One of the Australian national virtual laboratories, the Humanities Networked Infrastructure brings together data from 30 different data sets containing more than two million records of Australian heritage.
HuNI maps the data to an overall data model and converts the data for inclusion in an aggregated store.
HuNI is also assembling and adapting software tools for using and working with the aggregated data.
Underlying HuNI is the recognition that cultural data is not economically, culturally, or socially insular, and researchers need to collaborate across disciplines, institutions, and social locations to explore it fully.

Toby Burrows is manager of eResearch Support at the University of Western Australia. Deb Verhoeven is professor of Media and Communication at Deakin University.

The Humanities Networked Infrastructure (HuNI) is one of the national "virtual laboratories" being developed as part of the Australian government's NeCTAR (National e-Research Collaboration Tools and Resources) programme. NeCTAR aims to integrate existing capabilities (tools, data, and resources), support data-centered workflows, and build virtual communities to address well-defined research problems. This is a particularly challenging set of technical requirements and problems for the humanities and creative arts, which cover an extensive range of different disciplines and are characterized by complex and highly heterogeneous collections of data.¹ User requirements and use cases are also very varied and complex.

HuNI is being developed by a consortium of 13 Australian institutions, led by Deakin University. It brings together data from 30 different Australian data sets, which have been developed by academic research groups and collecting institutions (libraries, archives, museums, and galleries) across a range of disciplines in the humanities and creative arts (including, but not limited to, literature, visual arts, performing arts, cinema, media, and history). These data sets contain more than two million authoritative records, capturing the people, places, objects, and events that make up the country's rich heritage.

HuNI is ingesting data from all these different Australian data providers, mapping the data to an overall data model, and converting the data for inclusion in an aggregated store. HuNI is also assembling and adapting software tools for using and working with the aggregated data.

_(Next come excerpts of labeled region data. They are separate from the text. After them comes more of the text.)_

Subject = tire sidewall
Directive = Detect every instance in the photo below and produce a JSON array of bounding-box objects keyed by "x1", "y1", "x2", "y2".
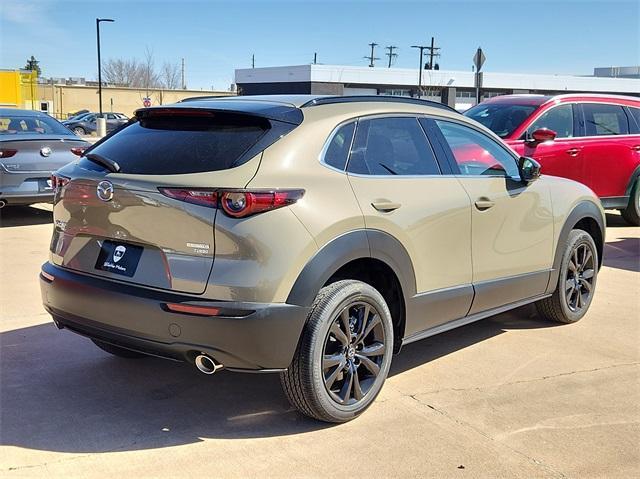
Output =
[
  {"x1": 558, "y1": 230, "x2": 599, "y2": 323},
  {"x1": 310, "y1": 282, "x2": 393, "y2": 421}
]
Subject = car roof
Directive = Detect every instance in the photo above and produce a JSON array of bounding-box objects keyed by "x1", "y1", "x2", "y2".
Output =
[{"x1": 0, "y1": 108, "x2": 48, "y2": 116}]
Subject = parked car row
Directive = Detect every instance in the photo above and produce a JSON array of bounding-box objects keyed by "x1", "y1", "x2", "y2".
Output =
[{"x1": 464, "y1": 94, "x2": 640, "y2": 226}]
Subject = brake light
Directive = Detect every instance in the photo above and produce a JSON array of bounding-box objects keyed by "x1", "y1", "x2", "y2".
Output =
[
  {"x1": 160, "y1": 188, "x2": 304, "y2": 218},
  {"x1": 220, "y1": 190, "x2": 304, "y2": 218},
  {"x1": 71, "y1": 146, "x2": 87, "y2": 156},
  {"x1": 51, "y1": 173, "x2": 70, "y2": 192},
  {"x1": 160, "y1": 188, "x2": 218, "y2": 208},
  {"x1": 0, "y1": 148, "x2": 18, "y2": 158}
]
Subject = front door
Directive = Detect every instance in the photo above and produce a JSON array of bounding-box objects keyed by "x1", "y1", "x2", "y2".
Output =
[
  {"x1": 436, "y1": 120, "x2": 553, "y2": 314},
  {"x1": 347, "y1": 116, "x2": 473, "y2": 336}
]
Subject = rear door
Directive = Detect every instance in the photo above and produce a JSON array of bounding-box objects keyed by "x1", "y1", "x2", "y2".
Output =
[
  {"x1": 581, "y1": 103, "x2": 640, "y2": 198},
  {"x1": 436, "y1": 120, "x2": 553, "y2": 314},
  {"x1": 347, "y1": 116, "x2": 473, "y2": 336},
  {"x1": 51, "y1": 110, "x2": 269, "y2": 293}
]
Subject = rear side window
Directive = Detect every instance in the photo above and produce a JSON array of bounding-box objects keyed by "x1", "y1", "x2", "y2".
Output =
[
  {"x1": 582, "y1": 103, "x2": 629, "y2": 136},
  {"x1": 324, "y1": 123, "x2": 356, "y2": 170},
  {"x1": 527, "y1": 105, "x2": 573, "y2": 138},
  {"x1": 348, "y1": 117, "x2": 440, "y2": 176},
  {"x1": 91, "y1": 112, "x2": 270, "y2": 175}
]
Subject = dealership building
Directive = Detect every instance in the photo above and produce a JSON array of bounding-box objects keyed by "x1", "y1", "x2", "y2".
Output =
[{"x1": 235, "y1": 64, "x2": 640, "y2": 110}]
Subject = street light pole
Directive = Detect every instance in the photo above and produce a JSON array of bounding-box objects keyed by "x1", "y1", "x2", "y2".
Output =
[
  {"x1": 96, "y1": 18, "x2": 114, "y2": 118},
  {"x1": 411, "y1": 45, "x2": 427, "y2": 98}
]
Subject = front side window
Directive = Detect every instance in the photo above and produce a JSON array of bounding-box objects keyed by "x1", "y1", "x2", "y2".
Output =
[
  {"x1": 527, "y1": 105, "x2": 573, "y2": 138},
  {"x1": 348, "y1": 117, "x2": 440, "y2": 176},
  {"x1": 436, "y1": 120, "x2": 519, "y2": 177},
  {"x1": 323, "y1": 122, "x2": 356, "y2": 170},
  {"x1": 582, "y1": 103, "x2": 629, "y2": 136},
  {"x1": 464, "y1": 103, "x2": 538, "y2": 138}
]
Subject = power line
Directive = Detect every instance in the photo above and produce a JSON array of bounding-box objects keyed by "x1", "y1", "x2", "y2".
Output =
[
  {"x1": 363, "y1": 42, "x2": 380, "y2": 68},
  {"x1": 385, "y1": 45, "x2": 398, "y2": 68}
]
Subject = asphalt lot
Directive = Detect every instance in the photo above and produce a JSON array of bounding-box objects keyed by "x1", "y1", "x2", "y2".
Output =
[{"x1": 0, "y1": 206, "x2": 640, "y2": 478}]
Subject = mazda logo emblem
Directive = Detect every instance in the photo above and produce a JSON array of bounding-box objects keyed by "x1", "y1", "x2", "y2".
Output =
[{"x1": 96, "y1": 181, "x2": 113, "y2": 201}]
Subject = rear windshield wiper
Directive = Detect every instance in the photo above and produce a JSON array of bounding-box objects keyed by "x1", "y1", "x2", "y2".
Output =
[{"x1": 84, "y1": 153, "x2": 120, "y2": 173}]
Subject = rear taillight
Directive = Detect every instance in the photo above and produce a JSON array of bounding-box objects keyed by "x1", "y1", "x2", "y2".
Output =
[
  {"x1": 0, "y1": 148, "x2": 18, "y2": 158},
  {"x1": 71, "y1": 146, "x2": 87, "y2": 156},
  {"x1": 51, "y1": 173, "x2": 69, "y2": 191},
  {"x1": 160, "y1": 188, "x2": 304, "y2": 218}
]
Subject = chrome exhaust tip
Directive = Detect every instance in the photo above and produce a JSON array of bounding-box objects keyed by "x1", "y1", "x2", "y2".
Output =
[{"x1": 194, "y1": 354, "x2": 224, "y2": 374}]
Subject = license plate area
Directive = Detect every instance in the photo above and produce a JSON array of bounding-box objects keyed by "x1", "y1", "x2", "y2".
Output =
[{"x1": 96, "y1": 240, "x2": 144, "y2": 278}]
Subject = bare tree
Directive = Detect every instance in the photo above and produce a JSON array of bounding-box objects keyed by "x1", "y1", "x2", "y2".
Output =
[
  {"x1": 102, "y1": 58, "x2": 142, "y2": 87},
  {"x1": 160, "y1": 62, "x2": 182, "y2": 90}
]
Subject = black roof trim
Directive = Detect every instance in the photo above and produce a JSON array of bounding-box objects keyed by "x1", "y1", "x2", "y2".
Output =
[
  {"x1": 135, "y1": 99, "x2": 304, "y2": 125},
  {"x1": 300, "y1": 95, "x2": 458, "y2": 113}
]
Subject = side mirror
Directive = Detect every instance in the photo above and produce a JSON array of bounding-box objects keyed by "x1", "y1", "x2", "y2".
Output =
[
  {"x1": 528, "y1": 128, "x2": 558, "y2": 143},
  {"x1": 518, "y1": 156, "x2": 540, "y2": 185}
]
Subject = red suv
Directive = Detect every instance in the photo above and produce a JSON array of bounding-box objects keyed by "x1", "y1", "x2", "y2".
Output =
[{"x1": 465, "y1": 93, "x2": 640, "y2": 226}]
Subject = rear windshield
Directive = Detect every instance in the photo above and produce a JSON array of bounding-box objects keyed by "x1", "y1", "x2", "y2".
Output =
[
  {"x1": 464, "y1": 103, "x2": 538, "y2": 138},
  {"x1": 0, "y1": 114, "x2": 72, "y2": 135},
  {"x1": 91, "y1": 113, "x2": 270, "y2": 175}
]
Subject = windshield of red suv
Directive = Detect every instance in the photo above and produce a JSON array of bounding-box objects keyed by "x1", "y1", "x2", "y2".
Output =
[{"x1": 464, "y1": 103, "x2": 538, "y2": 138}]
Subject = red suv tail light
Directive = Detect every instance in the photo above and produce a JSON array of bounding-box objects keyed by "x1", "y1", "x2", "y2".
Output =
[{"x1": 160, "y1": 188, "x2": 304, "y2": 218}]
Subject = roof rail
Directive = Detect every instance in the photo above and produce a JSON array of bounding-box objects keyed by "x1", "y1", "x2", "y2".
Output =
[
  {"x1": 300, "y1": 95, "x2": 458, "y2": 113},
  {"x1": 177, "y1": 95, "x2": 236, "y2": 103}
]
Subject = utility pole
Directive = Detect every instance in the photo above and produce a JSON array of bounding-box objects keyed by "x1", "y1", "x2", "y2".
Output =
[
  {"x1": 182, "y1": 58, "x2": 187, "y2": 90},
  {"x1": 363, "y1": 42, "x2": 380, "y2": 68},
  {"x1": 385, "y1": 45, "x2": 398, "y2": 68},
  {"x1": 425, "y1": 37, "x2": 440, "y2": 70},
  {"x1": 96, "y1": 18, "x2": 115, "y2": 118},
  {"x1": 411, "y1": 45, "x2": 429, "y2": 98}
]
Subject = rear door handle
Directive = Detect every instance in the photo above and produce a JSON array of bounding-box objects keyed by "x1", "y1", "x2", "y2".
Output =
[
  {"x1": 371, "y1": 201, "x2": 402, "y2": 213},
  {"x1": 567, "y1": 148, "x2": 580, "y2": 156},
  {"x1": 474, "y1": 198, "x2": 496, "y2": 211}
]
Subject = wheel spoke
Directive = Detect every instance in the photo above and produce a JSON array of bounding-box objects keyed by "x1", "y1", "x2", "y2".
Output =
[
  {"x1": 322, "y1": 352, "x2": 344, "y2": 369},
  {"x1": 359, "y1": 341, "x2": 384, "y2": 356},
  {"x1": 324, "y1": 361, "x2": 345, "y2": 390},
  {"x1": 353, "y1": 366, "x2": 364, "y2": 401},
  {"x1": 356, "y1": 354, "x2": 380, "y2": 376},
  {"x1": 329, "y1": 322, "x2": 349, "y2": 346},
  {"x1": 338, "y1": 367, "x2": 354, "y2": 403},
  {"x1": 580, "y1": 279, "x2": 591, "y2": 293}
]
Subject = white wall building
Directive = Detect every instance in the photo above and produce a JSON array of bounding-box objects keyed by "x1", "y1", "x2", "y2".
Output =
[{"x1": 235, "y1": 64, "x2": 640, "y2": 110}]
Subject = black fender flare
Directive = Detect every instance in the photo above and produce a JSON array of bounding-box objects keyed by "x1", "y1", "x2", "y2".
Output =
[
  {"x1": 286, "y1": 229, "x2": 416, "y2": 307},
  {"x1": 624, "y1": 165, "x2": 640, "y2": 197},
  {"x1": 546, "y1": 200, "x2": 606, "y2": 293}
]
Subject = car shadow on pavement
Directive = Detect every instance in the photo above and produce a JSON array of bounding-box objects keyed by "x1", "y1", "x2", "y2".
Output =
[
  {"x1": 0, "y1": 308, "x2": 551, "y2": 453},
  {"x1": 0, "y1": 206, "x2": 53, "y2": 228},
  {"x1": 603, "y1": 238, "x2": 640, "y2": 273}
]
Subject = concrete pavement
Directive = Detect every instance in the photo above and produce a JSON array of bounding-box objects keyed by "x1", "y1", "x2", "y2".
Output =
[{"x1": 0, "y1": 206, "x2": 640, "y2": 478}]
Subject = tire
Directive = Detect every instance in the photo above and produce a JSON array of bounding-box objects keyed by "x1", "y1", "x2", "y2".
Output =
[
  {"x1": 621, "y1": 181, "x2": 640, "y2": 226},
  {"x1": 280, "y1": 280, "x2": 393, "y2": 423},
  {"x1": 536, "y1": 230, "x2": 598, "y2": 323},
  {"x1": 91, "y1": 339, "x2": 146, "y2": 359}
]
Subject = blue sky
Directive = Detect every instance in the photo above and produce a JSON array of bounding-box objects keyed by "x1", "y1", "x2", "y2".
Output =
[{"x1": 0, "y1": 0, "x2": 640, "y2": 89}]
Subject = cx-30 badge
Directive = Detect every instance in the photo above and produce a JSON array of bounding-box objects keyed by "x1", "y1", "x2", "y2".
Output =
[{"x1": 96, "y1": 180, "x2": 113, "y2": 201}]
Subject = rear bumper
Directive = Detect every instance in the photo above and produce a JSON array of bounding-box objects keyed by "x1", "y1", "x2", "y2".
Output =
[{"x1": 40, "y1": 263, "x2": 308, "y2": 371}]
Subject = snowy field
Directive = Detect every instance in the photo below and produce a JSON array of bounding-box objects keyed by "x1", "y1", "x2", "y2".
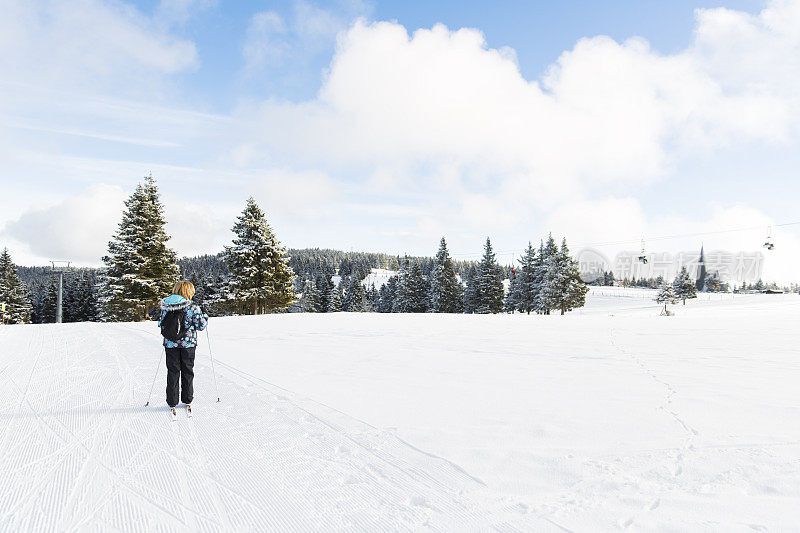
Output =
[{"x1": 0, "y1": 294, "x2": 800, "y2": 532}]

Fundamental to HuNI's architecture was the decision to build a central aggregate, rather than designing the virtual laboratory functionality around federated searching. A central aggregate adds significant value to the disparate data sources by maximizing the links between them and by putting them into a much broader interdisciplinary context. It also enables researchers to work with data from a variety of different sources in a much more effective way and on a much larger interdisciplinary scale. Figure 1 shows a screenshot of the HuNI interface.

Figure 1. HuNI home page

HuNI is part of the rapidly growing global digital humanities initiative, which is producing many innovative applications and services aimed at expanding the use of digital technologies in humanities research. In Australia, this expansion saw the formation of the Australasian Association for Digital Humanities (aaDH) in March 2011, its formal incorporation in March 2012, and its acceptance into the international Alliance of Digital Humanities Organizations (ADHO). Many of the researchers involved in the HuNI initiative were also involved in the formation of aaDH.

Data Integration

The 30 Australian humanities data sets being incorporated into HuNI are managed and maintained by a variety of different institutions, including various universities and government agencies like the Australian Institute for Aboriginal and Torres Strait Islander Studies (AIATSIS). Data providers also include several national consortia in specific humanities disciplines, including AustLit (managed by the University of Queensland)² and AusStage (managed by the Flinders University of South Australia).³ The data from some of these services conform to standard metadata schemas like Dublin Core, EAC-CPF (Encoded Archival Context – Corporate bodies, Persons, and Families), and MARC-XML (Machine Readable Cataloguing – eXtensible Markup Language). Many of the other data services are in a customized format specific to that data set.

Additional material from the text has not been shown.